3.bölüm

971 120 4
                                    

Seonghwa'yı öldürmedim. Öpüşme olmayan öpüşme bittiği gibi arabadan inip oradan kaçtım. Eve girdiğimde Mingi ve Yunho salonda oturmuş dizi izliyordu. Mingi beni gördüğünde gözlerini kocaman açıp ayaklandı. "Hyung ne oldu sana?"

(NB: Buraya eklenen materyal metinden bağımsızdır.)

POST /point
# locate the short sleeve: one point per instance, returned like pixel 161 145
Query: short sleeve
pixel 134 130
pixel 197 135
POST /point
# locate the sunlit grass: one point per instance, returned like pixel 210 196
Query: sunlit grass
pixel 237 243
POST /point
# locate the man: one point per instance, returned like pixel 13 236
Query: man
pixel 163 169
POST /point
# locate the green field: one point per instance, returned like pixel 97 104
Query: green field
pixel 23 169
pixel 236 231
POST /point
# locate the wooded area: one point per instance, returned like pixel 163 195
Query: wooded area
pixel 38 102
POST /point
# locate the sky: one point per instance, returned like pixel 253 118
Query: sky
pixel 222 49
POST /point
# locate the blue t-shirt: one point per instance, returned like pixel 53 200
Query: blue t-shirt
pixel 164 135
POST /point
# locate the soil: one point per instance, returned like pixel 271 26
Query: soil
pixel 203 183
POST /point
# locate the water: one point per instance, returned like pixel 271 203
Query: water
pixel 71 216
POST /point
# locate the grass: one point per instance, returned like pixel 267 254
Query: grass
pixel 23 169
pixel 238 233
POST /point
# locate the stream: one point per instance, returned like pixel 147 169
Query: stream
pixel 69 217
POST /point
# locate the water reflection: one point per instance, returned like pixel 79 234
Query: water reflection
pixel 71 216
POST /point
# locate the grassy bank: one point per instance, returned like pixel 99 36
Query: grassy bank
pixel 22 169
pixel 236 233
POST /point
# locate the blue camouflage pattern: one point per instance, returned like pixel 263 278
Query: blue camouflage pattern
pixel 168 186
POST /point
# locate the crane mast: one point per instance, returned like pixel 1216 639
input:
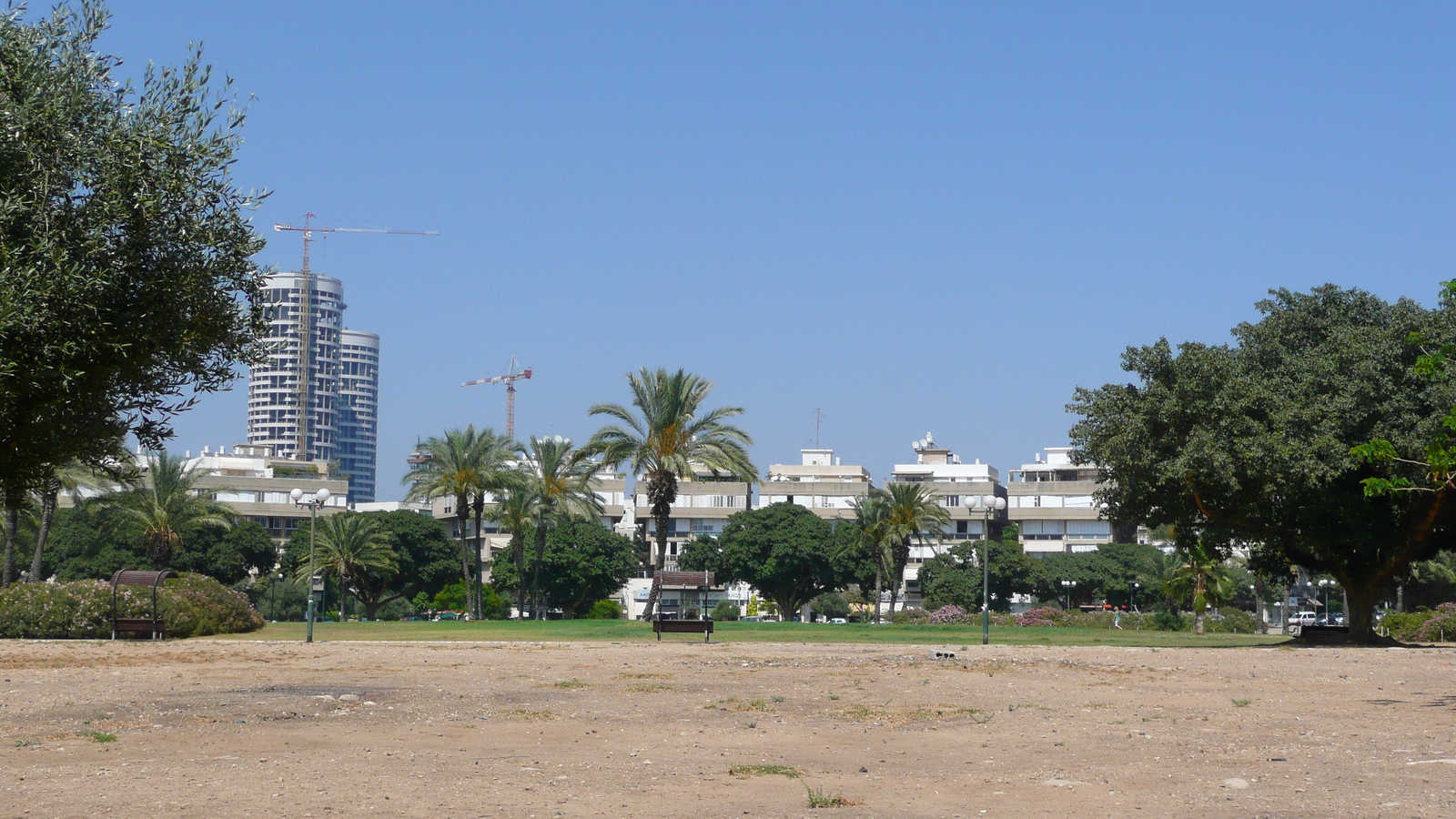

Minginin ve Yunhonun nefes nefese halimi fark etmeyeceklerini düşünmem salaklıktı. Yunho da "Neden nefes nefesesin hyung?" Dedi. Mingi telaşlı sesiyle "Biri bir şey mi yaptı?" Dediğinde gözlerimi devirdim.

"Kimse bir şey yapmadı. Ben yarış yapıyordum hızlı merdiven çıkma yarışı." Dedim Mingi gülmeye başladığında ise yalanımın dandikliğini yüzüme vurmuş oldu. "Biri değil Seonghwa yapmış anlaşılan." Dedi gülüşünü durdurabildiğinde. Mingiyle Seonghwa hakkında  konuşmak en büyük  hatalarımdan biriydi artık emindim.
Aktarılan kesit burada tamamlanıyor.